一般的なUSBメモリに使用されているフラッシュメモリは「TLC」と「MLC」の2種類です。

低価格なUSBメモリには「TLC」が使用されています。そのためデータ保持期間は「3年」が目安です。使用環境によっては3年より短期間でデータが消失することもあります。特に「高温環境下」ではフラッシュメモリのデータ保持能力が下がります。

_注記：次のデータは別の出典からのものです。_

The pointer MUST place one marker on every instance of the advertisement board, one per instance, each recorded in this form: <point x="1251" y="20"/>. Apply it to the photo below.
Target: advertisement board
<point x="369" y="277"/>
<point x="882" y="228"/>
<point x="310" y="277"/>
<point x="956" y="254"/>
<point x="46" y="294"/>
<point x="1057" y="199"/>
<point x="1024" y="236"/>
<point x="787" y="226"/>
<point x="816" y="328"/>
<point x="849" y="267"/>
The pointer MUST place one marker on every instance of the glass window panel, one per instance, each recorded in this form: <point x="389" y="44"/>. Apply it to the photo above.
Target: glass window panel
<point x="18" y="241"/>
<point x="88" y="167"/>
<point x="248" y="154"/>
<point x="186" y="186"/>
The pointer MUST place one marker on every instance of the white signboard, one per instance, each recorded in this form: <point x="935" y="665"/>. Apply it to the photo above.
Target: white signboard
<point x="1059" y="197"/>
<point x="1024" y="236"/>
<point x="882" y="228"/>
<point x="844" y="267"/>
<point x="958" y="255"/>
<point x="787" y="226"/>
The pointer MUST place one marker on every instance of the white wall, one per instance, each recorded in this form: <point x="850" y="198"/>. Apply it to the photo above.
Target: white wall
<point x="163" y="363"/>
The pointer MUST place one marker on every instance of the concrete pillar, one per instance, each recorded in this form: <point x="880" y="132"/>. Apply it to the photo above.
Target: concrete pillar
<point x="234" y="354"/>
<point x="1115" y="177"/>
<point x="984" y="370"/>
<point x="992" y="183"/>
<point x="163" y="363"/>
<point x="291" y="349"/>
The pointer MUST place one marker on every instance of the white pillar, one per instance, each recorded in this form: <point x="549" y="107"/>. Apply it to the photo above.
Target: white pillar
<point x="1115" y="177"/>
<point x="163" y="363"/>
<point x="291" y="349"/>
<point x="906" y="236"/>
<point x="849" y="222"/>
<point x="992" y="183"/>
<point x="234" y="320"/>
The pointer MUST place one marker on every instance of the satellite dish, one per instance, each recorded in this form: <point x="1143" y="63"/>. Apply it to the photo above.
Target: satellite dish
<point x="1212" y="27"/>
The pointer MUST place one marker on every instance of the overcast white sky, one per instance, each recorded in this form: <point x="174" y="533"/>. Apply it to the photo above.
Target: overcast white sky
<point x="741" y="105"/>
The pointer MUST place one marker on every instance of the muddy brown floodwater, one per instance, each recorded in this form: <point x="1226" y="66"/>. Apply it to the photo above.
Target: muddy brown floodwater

データをUSBメモリに保存しておけば安心ということはありません。むしろデータが破損したり消失のリスクを考える必要があります。

USBメモリはなるべくMLCタイプを使おう

USBメモリは長期のデータ保存には適しません。スマホの画像や動画を保存しておくのは破損や消失の危険があります。それでも「3年」程度なら可能です。

なるべくなら「MLC」搭載のUSBメモリを使用することをすすめます。MLCなら「5年」程度はデータを保持することができます。数年おきに他のメディアへバックアップを行えばデータの消失を避けられます。

MLCのUSBメモリは価格が割高になりますが大事なデータを消失することに比べれば安いものです。



長期間USBメモリに保存するならSLC

USBメモリに長期間データを保管しなければならないということがあるかもしれません。その場合は「SLC」がおすすめです。

SLCなら「10年」程度はデータを保持することができます。容量が少ないうえに高額ですが信頼性は上がります。

SLCモードのフラッシュメモリ

トランセンドには一風変わった製品があります。「SLCモード」と呼ばれる記録メディアです。

SLCモードはTLCのフラッシュメモリをSLCとして動作させています。本来ならTLCとして量産した製品をSLCの製品に転用しているのです。これにより低コストでSLCのメディアを製造することができます。

現在は「SDカード」と「M.2 SSD」が販売されています。Amazonで購入できます。

比較的安値でSLCのメディアを使用したいときはトランセンドの「SLCモード」の製品を購入してみるといいかもしれません。現在のところUSBメモリはないようです。

おわりに

USBメモリは便利ですがデータ消失のトラブルが多いメディアです。トラブルを避けるためには利用者が自衛する必要があります。

まずは信頼性の高いメディアを使いましょう。安いからといってTLCタイプを使用するのはおすすめできません。割高になりますがMLCタイプを選びましょう。

大事な画像や動画を失うリスクを避けることができます。